Modify the “thin()” function’s source code by : “changing how the files names such that the name of the “species” is included in the file name. i.e

At “line 170”, add species name to the thinned output file, i.e Replacing:

csv.files <- paste( out.dir, out.base, "_thin", rep(1:n.csv), ".csv", sep="")

With:

csv.files <- paste( out.dir, out.base, "thin", gsub(" ", "", as.character(species)), rep(1:n.csv), ".csv", sep="")

This will ensure every file name is unique and line 185 which adds the “_new” to every subsequent file name will be unnecessary and can be removed.

RESULTS:

This has worked and the bias removal completed on several datasets that had failed before. Could this change be made on the package source code?

Regards

Location points moving

Hello,

I am having a few issues attempting to thin species records. I am working with a species that has a relatively small range and would like to be able to thin records in a projection that preserves distance (in this case a UTM zone, the range falls only within one zone). My first question would be is it possible to use coordinates other than lat long (UTM in this case) while thinning? The algorithm runs but returns a locations not thinned correctly.

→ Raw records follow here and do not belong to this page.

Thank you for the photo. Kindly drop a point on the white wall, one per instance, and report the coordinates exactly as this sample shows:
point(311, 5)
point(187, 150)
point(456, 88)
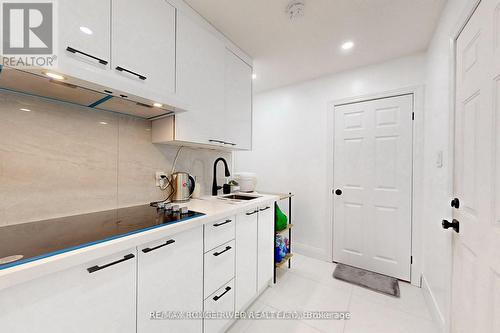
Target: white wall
point(438, 181)
point(290, 140)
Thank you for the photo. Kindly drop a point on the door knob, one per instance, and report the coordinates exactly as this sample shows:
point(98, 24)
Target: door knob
point(455, 225)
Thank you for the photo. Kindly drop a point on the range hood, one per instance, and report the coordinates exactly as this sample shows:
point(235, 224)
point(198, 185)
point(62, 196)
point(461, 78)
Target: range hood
point(79, 92)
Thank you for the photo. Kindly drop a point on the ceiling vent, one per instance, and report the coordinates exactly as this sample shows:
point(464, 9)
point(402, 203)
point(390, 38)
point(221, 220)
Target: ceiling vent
point(295, 9)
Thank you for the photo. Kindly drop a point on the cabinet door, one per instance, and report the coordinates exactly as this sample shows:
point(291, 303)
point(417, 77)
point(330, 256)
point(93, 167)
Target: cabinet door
point(200, 83)
point(170, 278)
point(144, 45)
point(265, 246)
point(246, 258)
point(84, 37)
point(238, 105)
point(221, 301)
point(74, 300)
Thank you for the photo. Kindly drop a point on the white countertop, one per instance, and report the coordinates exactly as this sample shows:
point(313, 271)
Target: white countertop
point(213, 208)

Because that wasn't working I projected my data to WGS84 with lat long coordinates. The data were thinned correctly, however, when I compared the remaining location points with my WGS84 projected data, the points that were preserved after thinning were anywhere from 9 to 15m away from any original location point. I am not sure why they would shift during the thinning process, any suggestions?

Thanks!

Need example of saving datasets with new spThin functions

@paleo13 I can't figure out how to save the outputs of spThin and currently the vignetted only has an example of saving the output of rarefy. I think the vignette needs an example of saving the output of spThin too.

write.SpThin did not save to dir

The write.SpThin function saved all of the files to the current working directory, rather than the temporary directory provided.

Thinning distance in vignette is to large

The thinning distance used in the vignette should be 10 000 m, rather than 100 000 m, to match the example used in the original spThin manuscript.

Stingy algorithm returning unthinned datasets

@paleo13 I'm testing out the latest pull request. When I run the stingy algorithm the "best thinned dataset" returned has 201 locations - that is, none were removed. When I used the lp_solve method, the "best thinned dataset" contains 123 records. Neither of these match what the original thin algorithm produced or the "by hand" method yielded. Any idea what's going wrong?

thin.par

Dear Aiello-Lammens
Is there any criteria to set "Thinning parameter" function? Default is 10 kilometers. I mean, I should set this funtion using another software/package that give me this value (distance)? Or choose any value and after I test my dataset for a spatial autocorrelation?

thin multiple species based on spec.col

Is thin() looping through multiple species if unique(spec.col) >1? Can regions be used to separate out species instead?